HOW MANY MEDALS? There are five golds medals available: men's and women's singles and doubles, and mixed doubles
WHAT HAPPENED IN RIO?
China have been the dominant force at the Olympics since Sydney but the signs at the 2016 Games were that their strength may be fading. After winning all five golds up for grabs in London, China came away with just two in Rio five years ago, with Japan and Spain topping the podium for the first time in the sport. China's tally of two golds and one bronze medal was their lowest at an Olympics.
WHAT CAN WE EXPECT IN TOKYO?
Double defending world champion Kento Momota is the player to beat for men's gold while the women's singles event has been thrown wide open with the absence of 2016 champion Carolina Marin. The Spaniard has been forced to pull out due to injury, clearing a path for the likes of China's Chen Yu Fei and Taiwan's Tai Tzu Ying. Rio silver medalist and former world champion PV Sindhu is also a favourite for the title despite ranking No.7 and has beaten Tai several times at previous tournaments.
Fresh faces could fill the medal spots this year with a host of top talent missing, including Marin, India's Saina Nehwal, China's Lin Dan and Malaysia's Lee Chong Wei. London bronze medallist Nehwal was unable to qualify because the COVID-19 pandemic prevented her from attending several tournaments, while Lin and Lee have retired after years of dominating the men's singles. Momota and Denmark's Axelsen and Antonsen are favorites to take up their mantle.

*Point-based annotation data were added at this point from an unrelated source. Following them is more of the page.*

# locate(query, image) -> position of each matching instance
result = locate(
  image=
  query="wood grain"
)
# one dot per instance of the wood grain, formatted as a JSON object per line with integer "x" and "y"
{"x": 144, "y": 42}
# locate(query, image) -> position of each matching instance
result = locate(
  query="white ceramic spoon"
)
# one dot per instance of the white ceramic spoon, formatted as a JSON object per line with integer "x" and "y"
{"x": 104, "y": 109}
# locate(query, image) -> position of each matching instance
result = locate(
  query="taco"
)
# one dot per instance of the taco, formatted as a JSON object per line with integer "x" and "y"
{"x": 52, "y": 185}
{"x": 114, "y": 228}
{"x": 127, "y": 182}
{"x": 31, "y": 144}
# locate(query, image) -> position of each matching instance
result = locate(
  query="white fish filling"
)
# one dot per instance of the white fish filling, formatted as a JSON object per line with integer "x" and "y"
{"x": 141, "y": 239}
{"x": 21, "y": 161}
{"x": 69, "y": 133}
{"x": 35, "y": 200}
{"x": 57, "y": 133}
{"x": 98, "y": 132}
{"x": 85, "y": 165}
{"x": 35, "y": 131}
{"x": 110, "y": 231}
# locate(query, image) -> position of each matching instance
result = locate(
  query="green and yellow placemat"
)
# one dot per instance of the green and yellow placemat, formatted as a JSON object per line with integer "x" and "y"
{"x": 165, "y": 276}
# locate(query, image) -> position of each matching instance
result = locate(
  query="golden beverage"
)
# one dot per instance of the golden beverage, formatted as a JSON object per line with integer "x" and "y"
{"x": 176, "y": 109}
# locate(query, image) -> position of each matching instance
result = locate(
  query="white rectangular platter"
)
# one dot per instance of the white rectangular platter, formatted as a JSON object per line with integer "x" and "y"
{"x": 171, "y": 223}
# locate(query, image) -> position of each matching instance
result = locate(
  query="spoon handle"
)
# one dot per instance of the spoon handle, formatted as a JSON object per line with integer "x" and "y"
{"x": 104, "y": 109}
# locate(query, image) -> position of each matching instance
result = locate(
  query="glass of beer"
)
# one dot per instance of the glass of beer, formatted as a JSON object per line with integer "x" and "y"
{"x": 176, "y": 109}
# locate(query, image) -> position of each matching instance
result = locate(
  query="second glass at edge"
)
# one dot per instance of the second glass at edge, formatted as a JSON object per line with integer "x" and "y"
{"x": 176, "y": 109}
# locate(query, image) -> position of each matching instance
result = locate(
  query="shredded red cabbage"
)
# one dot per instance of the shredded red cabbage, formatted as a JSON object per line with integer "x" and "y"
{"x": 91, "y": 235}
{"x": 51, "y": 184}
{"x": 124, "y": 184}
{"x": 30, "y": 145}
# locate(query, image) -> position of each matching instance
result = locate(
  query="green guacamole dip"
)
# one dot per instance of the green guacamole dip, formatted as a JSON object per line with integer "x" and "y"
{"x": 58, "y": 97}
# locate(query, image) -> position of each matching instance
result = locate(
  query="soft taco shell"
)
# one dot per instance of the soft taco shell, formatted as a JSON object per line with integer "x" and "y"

WHEN IS IT HAPPENING? July 24 to Aug. 2
WHERE IS IT HAPPENING? Musashino Forest Sport Plaza, a venue familiar to players who have competed in the last two Japan Opens.
HOW DID WE GET HERE? Badminton - derived from the Indian game "poona", which was played by British army officers stationed in India in the 1860s - was named after a country estate in Gloucestershire, England. It can be traced back to Ancient Greece, China, and India, and has been a medal sport since 1992.
WELL FANCY THAT While testing out new racket technology in 2013, Malaysia’s Tan Boon Hoeng set a new world record with a 493kph smash. The fastest recorded hit during competition belongs to Malaysia’s Lee Chong Wei, who clocked a 417kph shot during the Japan Open final in September 2017.